Warum in der Bornheimer Gemarkung die Schadschwellen tendenziell unterschritten werden, das wurde in der Rheinpfalz am Sonntag vom 3. Juni sehr schön beschrieben. Denn nach Erkenntnissen der Universität Würzburg „muss man nur dafür sorgen, dass am Boden lebende Laufkäfer und Spinnen auf die Rapsfelder kommen. Sie fressen die Käferlarven, wenn diese sich zum Verpuppen auf den Boden fallen lassen. Dazu brauche es lediglich einige wiesenartige Areale, die möglichst nah an den Rapsfeldern liegen.“ Das heißt: An die Rapsfelder angrenzende ungemulchte Feldraine, Blühstreifen und erst nach der Rapsernte beweidete, mit Gras bewachsene landwirtschaftliche Wege sorgen dafür, dass sich doppelt so viele Laufkäfer auf dem Rapsfeld tummeln wie ohne die wiesenartigen Bereiche. Dies zeigt wiederum: Die Schonung von Nützlingen durch Erhalt wiesenartiger Bereiche, sei die Fläche noch so klein, lohnt sich. Denn jegliche sinnvolle Vermeidung von Insektizideinsatz spart dem Landwirt die Spritzkosten, schont die Bienen. Dadurch steigt der Rapsertrag, was dem Landwirt mehr Geld bringt. Der Imker hat den Vorteil, dass er gesunden Honig anbietet, dessen Insektizidgehalt unter den zulässigen Rückstandswerten liegt, vor allem aber seine Bienenvölker stark bleiben und den Winter überleben.
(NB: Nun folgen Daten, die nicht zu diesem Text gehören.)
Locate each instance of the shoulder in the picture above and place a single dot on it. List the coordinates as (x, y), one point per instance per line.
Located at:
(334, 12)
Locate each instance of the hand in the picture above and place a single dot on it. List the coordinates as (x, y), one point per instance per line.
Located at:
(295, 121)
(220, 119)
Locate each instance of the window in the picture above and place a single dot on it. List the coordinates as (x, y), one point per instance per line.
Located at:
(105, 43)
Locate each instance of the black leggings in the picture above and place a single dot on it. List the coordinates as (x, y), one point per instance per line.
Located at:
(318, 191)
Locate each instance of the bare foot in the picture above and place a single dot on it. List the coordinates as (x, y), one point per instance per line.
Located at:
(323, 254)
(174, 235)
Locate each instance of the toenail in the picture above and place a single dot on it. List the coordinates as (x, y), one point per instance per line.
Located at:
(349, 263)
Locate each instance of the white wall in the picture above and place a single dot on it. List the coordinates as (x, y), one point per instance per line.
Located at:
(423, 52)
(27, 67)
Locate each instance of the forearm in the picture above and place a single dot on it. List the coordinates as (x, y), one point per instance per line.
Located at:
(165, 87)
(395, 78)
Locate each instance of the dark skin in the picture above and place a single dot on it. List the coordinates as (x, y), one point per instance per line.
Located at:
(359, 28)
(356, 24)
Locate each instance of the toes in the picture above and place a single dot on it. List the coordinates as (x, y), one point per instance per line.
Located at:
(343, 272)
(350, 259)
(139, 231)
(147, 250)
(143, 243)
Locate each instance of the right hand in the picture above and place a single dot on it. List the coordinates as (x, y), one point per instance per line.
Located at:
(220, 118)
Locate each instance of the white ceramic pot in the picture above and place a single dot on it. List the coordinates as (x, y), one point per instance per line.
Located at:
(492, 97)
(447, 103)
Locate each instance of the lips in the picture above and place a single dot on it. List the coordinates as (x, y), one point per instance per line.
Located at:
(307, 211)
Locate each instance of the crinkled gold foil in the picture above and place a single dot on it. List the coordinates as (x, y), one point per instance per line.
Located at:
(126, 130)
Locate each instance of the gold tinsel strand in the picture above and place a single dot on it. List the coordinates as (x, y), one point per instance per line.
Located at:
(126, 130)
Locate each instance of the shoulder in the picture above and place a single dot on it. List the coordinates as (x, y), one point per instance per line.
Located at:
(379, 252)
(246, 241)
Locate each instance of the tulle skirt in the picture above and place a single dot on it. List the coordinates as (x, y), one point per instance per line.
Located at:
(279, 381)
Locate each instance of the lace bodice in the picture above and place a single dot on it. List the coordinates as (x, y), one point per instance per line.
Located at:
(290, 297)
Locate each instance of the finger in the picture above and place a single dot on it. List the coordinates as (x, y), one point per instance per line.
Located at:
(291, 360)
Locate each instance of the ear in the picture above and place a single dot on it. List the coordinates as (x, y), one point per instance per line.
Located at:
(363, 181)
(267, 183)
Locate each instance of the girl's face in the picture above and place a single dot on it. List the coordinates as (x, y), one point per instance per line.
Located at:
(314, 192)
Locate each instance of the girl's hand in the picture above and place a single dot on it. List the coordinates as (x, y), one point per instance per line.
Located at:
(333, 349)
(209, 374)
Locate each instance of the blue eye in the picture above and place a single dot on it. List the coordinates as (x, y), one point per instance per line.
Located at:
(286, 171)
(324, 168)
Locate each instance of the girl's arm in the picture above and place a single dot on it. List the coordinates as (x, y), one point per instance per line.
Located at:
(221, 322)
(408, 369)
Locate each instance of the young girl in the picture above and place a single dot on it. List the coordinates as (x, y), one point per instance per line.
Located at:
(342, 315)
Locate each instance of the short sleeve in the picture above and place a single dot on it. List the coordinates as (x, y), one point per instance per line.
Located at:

Insoweit ein Dankeschön an Bernhard Bentz und alle Landwirte, die Bienen aktiv zur Bestäubung einsetzen, die durch die Zulassung von wiesenartigen Situationen im Umfeld der Felder, seien sie noch so klein, und durch Anwendung des Schadschwellenprinzips den Einsatz von Insektiziden auf das zwingend Notwendige verringern. Für Bornheim ist dies besonders wichtig insoweit, als die Ackerflächen nördlich der Hornbachstraße Wasserschutzgebiete für die Brunnen am Wasserwerk sind, die Ackerflächen südlich der Hornbachstraße an die Trinkwassergewinnungsbereiche der Stadt Landau angrenzen.